|tree where slaves were sold|
|sign that's by the tree|
|the path the slaves had to walk down, all chained up, towards the ocean|
Eden: Just imagining and seeing and hearing the name of the place was so sad. It was called the "port of no return." If you have a really good imagination, you shouldn’t go to that place because you would just cry and cry. Just listening to that name: the port of no return. Like you’re not going to go back to your home. It’s like me going to another country without my family. All by myself. Just imagine how you would feel in that position. And the name of that port. It’s like you’re never going to return to your family. Never going to return to your actual country. If you have a really good imagination, I don’t think you should go there.
|memorial for the port of no return|
|close-up of pictures on the memorial|
|can you see the ocean?|
|the port of no return|
Eden: If you were in that position, you would never come back to your family. Even kids would go there without any mom or dad, not knowing anybody there.
Zoe: The ship would have been very uncomfortable and disgusting with all of those people piled in.
Eden: People there, I just feel really bad for them. Even if it was a really, really long time ago. I still feel like I’m in that position, even though I’m not. If I was, I’d be crying almost every night. I’d miss my family.
Derek: Bonaventure, our friend who took us to Ouidah, said, “Without God, it’s amazing what people can do.” People can be so mean to others. He also said, "I'm so glad I wasn't alive during that age."
Zoe: When you read these books about all of this stuff about slavery, you think that all of the people were born in America and they were treated badly. But now we actually got to see one of the places that they came from. So American wasn’t their birthplace. Most of them weren’t born in America, they have a different home and they were taken away. So that gave me a new understanding about slaves in America.
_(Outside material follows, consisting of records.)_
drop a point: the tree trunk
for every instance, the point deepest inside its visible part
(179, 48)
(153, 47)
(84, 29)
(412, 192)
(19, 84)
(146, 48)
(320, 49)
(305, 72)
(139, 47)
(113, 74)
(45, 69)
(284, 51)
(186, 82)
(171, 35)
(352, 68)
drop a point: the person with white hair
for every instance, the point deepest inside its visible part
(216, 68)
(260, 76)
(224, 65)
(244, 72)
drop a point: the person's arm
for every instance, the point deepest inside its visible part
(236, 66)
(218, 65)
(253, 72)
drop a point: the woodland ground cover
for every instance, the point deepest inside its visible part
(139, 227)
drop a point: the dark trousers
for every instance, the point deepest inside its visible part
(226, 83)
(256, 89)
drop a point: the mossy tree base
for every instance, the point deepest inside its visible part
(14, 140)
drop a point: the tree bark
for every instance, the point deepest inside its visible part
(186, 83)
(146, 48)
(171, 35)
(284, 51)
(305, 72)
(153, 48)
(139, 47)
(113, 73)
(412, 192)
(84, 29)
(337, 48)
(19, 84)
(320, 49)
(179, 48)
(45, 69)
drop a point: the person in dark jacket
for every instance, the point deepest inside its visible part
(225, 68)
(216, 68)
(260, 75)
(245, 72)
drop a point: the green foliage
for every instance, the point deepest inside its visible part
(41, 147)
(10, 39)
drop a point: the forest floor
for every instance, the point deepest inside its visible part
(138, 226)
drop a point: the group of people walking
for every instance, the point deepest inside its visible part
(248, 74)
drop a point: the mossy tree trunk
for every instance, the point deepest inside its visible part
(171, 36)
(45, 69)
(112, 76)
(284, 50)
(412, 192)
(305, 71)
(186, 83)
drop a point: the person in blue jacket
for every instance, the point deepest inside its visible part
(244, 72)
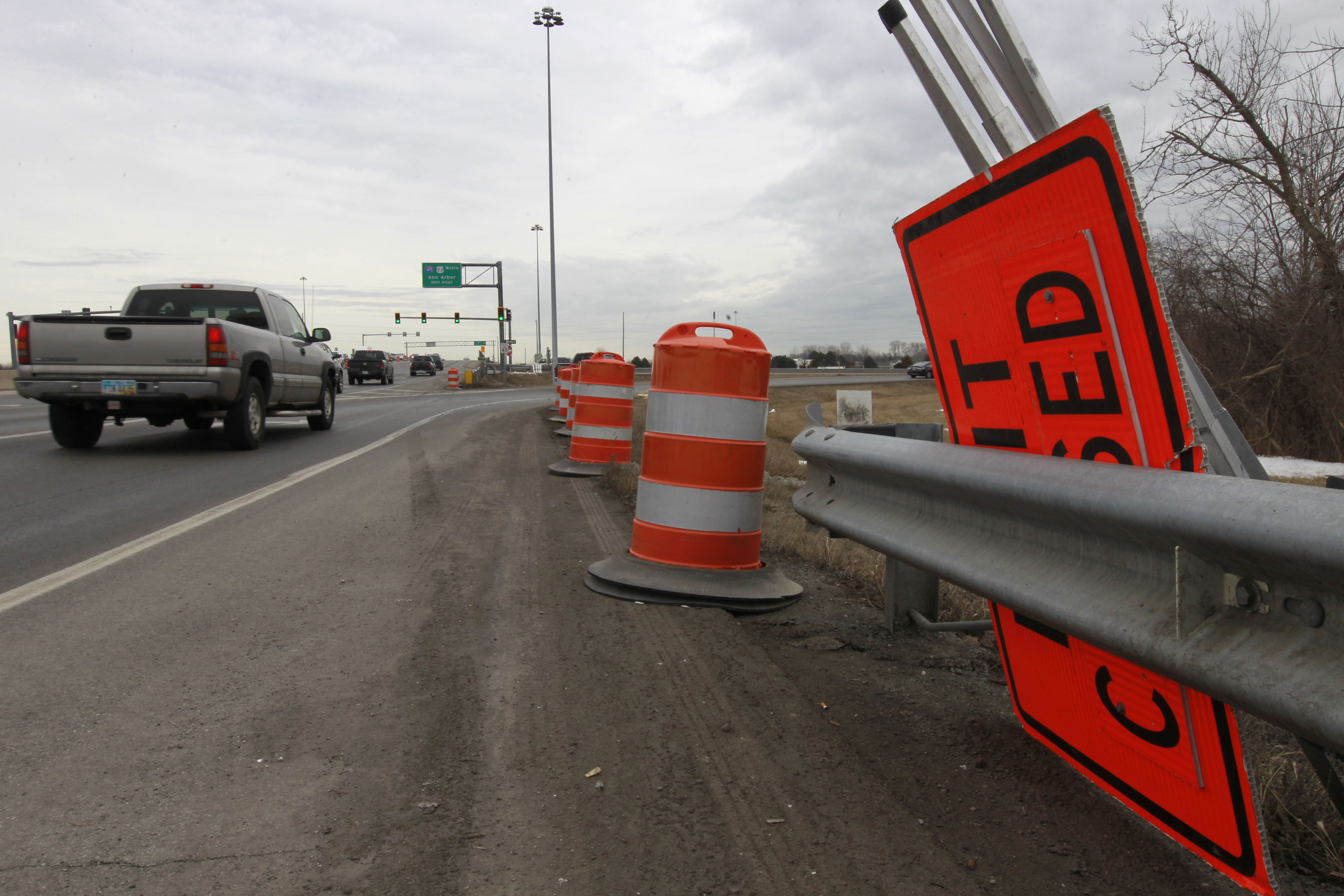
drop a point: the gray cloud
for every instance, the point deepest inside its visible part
(710, 158)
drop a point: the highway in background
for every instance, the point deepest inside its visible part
(376, 670)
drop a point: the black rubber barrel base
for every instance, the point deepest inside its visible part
(577, 468)
(628, 578)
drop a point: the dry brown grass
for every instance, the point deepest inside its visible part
(495, 381)
(1301, 480)
(892, 404)
(1306, 833)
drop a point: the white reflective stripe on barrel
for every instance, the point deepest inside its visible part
(601, 390)
(609, 433)
(698, 510)
(712, 417)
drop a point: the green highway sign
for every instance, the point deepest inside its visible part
(441, 275)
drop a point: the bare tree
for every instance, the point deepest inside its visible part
(1256, 148)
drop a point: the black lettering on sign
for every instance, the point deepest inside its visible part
(1170, 734)
(1089, 323)
(1076, 404)
(1101, 445)
(999, 438)
(982, 373)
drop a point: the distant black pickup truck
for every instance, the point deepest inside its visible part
(370, 365)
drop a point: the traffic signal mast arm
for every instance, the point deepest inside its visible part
(455, 319)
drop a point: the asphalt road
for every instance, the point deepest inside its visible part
(388, 677)
(841, 381)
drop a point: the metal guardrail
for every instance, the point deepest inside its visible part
(1230, 586)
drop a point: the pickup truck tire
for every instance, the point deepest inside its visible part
(74, 426)
(245, 426)
(327, 405)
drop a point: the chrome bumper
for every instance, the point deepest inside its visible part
(65, 390)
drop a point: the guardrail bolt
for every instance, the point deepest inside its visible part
(1249, 596)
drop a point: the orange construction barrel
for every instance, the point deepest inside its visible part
(697, 536)
(604, 411)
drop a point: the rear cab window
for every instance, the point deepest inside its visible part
(236, 307)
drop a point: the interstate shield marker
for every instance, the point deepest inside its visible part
(1050, 338)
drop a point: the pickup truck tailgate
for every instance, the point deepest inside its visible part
(105, 342)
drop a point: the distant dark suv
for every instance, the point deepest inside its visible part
(370, 365)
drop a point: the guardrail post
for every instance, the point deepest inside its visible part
(909, 589)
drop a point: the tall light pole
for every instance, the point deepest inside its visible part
(549, 18)
(537, 244)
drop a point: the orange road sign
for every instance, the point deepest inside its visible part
(1049, 336)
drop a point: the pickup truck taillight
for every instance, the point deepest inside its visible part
(217, 346)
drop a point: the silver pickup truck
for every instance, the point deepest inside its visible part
(195, 352)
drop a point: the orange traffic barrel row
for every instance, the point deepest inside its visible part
(561, 394)
(603, 420)
(697, 536)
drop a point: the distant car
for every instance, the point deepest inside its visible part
(370, 365)
(921, 369)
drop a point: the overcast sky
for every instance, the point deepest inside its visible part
(710, 158)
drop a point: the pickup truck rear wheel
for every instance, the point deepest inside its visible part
(73, 426)
(327, 405)
(247, 422)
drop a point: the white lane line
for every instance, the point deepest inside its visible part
(61, 578)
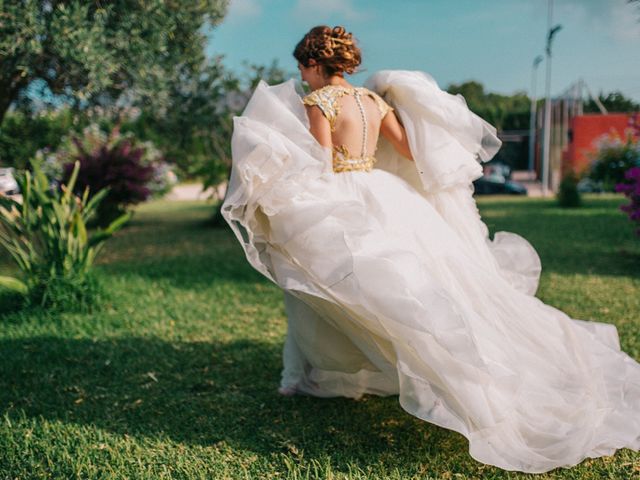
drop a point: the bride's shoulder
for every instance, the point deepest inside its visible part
(383, 106)
(326, 94)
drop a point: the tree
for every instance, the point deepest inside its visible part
(92, 52)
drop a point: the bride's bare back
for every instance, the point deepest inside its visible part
(349, 120)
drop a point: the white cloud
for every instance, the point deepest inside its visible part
(306, 9)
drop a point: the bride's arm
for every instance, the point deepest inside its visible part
(319, 125)
(392, 130)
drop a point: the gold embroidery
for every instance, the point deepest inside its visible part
(344, 162)
(327, 99)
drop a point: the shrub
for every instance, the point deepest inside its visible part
(45, 233)
(613, 158)
(568, 194)
(631, 188)
(133, 171)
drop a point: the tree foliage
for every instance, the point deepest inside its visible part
(92, 51)
(505, 112)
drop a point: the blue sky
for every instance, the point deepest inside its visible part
(491, 41)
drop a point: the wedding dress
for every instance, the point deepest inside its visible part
(393, 287)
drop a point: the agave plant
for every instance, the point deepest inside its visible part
(46, 235)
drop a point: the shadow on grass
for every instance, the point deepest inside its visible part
(596, 238)
(206, 393)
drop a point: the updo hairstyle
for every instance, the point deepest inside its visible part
(332, 48)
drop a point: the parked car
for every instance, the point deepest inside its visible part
(8, 184)
(493, 185)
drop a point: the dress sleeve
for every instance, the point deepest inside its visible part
(383, 107)
(327, 104)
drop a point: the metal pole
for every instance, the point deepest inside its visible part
(533, 109)
(547, 112)
(547, 106)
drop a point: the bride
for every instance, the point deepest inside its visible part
(357, 201)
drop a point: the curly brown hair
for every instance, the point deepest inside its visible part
(332, 48)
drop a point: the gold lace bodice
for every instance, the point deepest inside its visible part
(327, 99)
Eden: It’s actually the ocean where a long time ago people were in a big ship. It’s the same water that I touched today with a boat going to North America.
|Bonaventure and Rebecca|
Zoe: Right where I stepped might have been where a slave would have stepped, or a trader. Or both.
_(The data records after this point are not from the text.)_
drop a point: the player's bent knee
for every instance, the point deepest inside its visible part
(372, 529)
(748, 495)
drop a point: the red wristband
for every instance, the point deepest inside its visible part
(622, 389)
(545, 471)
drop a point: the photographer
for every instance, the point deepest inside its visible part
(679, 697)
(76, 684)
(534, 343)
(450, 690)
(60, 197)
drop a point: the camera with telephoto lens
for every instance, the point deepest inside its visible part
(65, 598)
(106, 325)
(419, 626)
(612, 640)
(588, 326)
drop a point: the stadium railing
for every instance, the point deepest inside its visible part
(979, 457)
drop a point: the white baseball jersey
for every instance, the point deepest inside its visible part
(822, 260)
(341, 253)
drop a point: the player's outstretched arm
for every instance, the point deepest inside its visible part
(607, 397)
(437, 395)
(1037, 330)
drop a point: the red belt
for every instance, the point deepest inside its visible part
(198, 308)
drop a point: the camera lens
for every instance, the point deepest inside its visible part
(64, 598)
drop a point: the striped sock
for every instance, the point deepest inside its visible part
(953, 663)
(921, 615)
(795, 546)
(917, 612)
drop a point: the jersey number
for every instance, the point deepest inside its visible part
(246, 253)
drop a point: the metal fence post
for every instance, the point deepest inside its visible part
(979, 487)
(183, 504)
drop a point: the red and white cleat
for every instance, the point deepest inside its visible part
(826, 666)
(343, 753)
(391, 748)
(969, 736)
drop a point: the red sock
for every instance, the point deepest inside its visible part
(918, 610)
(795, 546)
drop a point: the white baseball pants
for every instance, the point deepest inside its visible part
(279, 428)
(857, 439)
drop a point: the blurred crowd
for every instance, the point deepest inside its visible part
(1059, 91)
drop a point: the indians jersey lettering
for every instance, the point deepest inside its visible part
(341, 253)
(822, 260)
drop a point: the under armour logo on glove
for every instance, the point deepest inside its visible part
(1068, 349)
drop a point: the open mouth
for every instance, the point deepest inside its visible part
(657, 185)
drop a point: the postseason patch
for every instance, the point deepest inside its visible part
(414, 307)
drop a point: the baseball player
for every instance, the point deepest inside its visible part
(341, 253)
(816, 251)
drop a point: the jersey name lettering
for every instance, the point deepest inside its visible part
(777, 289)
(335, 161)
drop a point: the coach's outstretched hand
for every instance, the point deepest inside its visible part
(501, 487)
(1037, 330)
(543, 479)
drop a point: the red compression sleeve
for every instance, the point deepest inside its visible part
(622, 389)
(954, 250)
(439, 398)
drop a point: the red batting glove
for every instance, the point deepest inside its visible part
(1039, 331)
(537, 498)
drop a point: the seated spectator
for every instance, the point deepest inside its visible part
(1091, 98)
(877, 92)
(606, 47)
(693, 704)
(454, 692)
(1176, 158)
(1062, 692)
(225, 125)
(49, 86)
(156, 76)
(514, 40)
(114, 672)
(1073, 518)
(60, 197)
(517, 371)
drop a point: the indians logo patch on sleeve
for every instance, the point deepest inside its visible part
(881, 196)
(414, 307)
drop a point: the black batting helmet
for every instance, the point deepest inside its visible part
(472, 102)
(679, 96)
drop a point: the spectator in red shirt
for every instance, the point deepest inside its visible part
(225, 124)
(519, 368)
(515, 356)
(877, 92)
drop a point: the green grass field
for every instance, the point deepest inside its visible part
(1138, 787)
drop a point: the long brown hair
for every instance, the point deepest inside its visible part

|whose feet walked here before?|
Eden: If I would touch that road, it could still have a tiny bit of a footprint of the slaves from a long, long time ago. I could be touching what was stepped on so long ago. Nobody that I know in Canada was there at at that time.
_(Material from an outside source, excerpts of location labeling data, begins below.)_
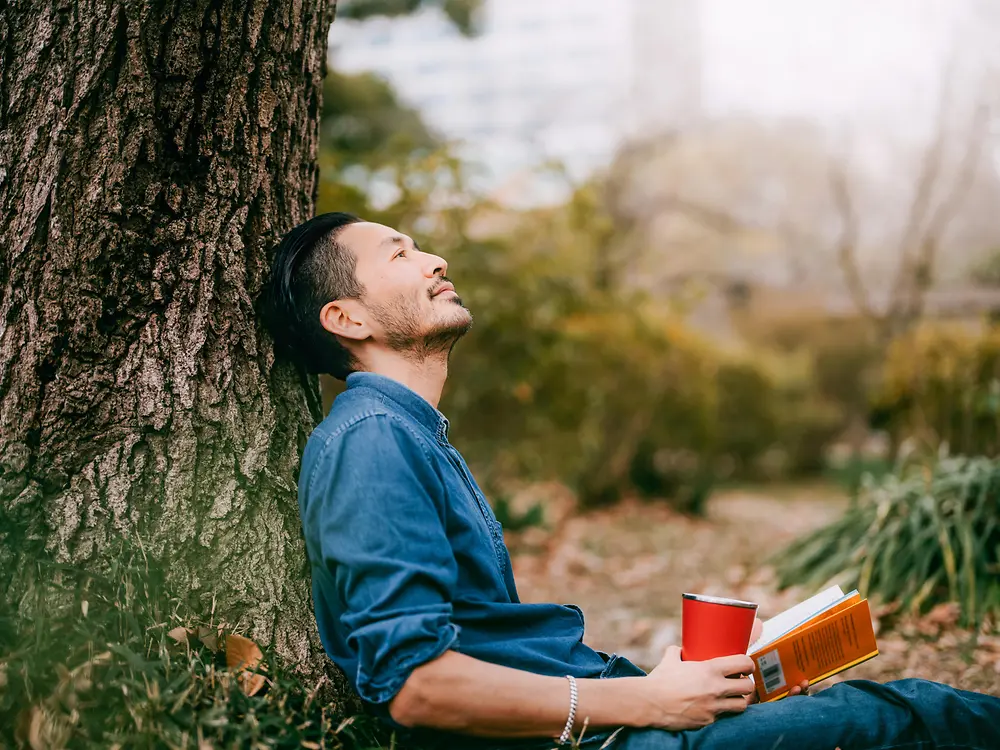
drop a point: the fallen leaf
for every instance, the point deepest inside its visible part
(242, 653)
(209, 637)
(178, 634)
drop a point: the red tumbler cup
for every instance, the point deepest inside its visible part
(713, 626)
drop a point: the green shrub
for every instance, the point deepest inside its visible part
(941, 385)
(922, 536)
(86, 661)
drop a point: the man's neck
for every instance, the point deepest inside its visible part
(425, 376)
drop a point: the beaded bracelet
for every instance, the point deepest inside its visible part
(574, 700)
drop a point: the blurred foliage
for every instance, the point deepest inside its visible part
(941, 387)
(88, 661)
(920, 537)
(570, 373)
(463, 13)
(987, 270)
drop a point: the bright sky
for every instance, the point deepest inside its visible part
(876, 61)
Zoe: There was a tree that women had to walk around 7 times and men had to walk around 9 times. It was called "the tree of forgetting." They wanted the slaves to forget everything about where they came from - their families, their villages, their homes.
|tree of forgetting with a monument in front|
Eden: Walking around a tree 7 times wouldn’t make me forget my whole family. It’s just making them weaker. And dizzy.
Eden: Just imagine you behind them walking up to the boat. Then you look back and people are walking towards you into the boat. Probably at least 90 people were crying when they went into the boat.
Eden: Just walking around in Benin, carrying something to your house, and then you look to the side, and then you see people in chains walking into a boat, to the port of no return. Just imagine that. Then you'll know why I wanted to cry.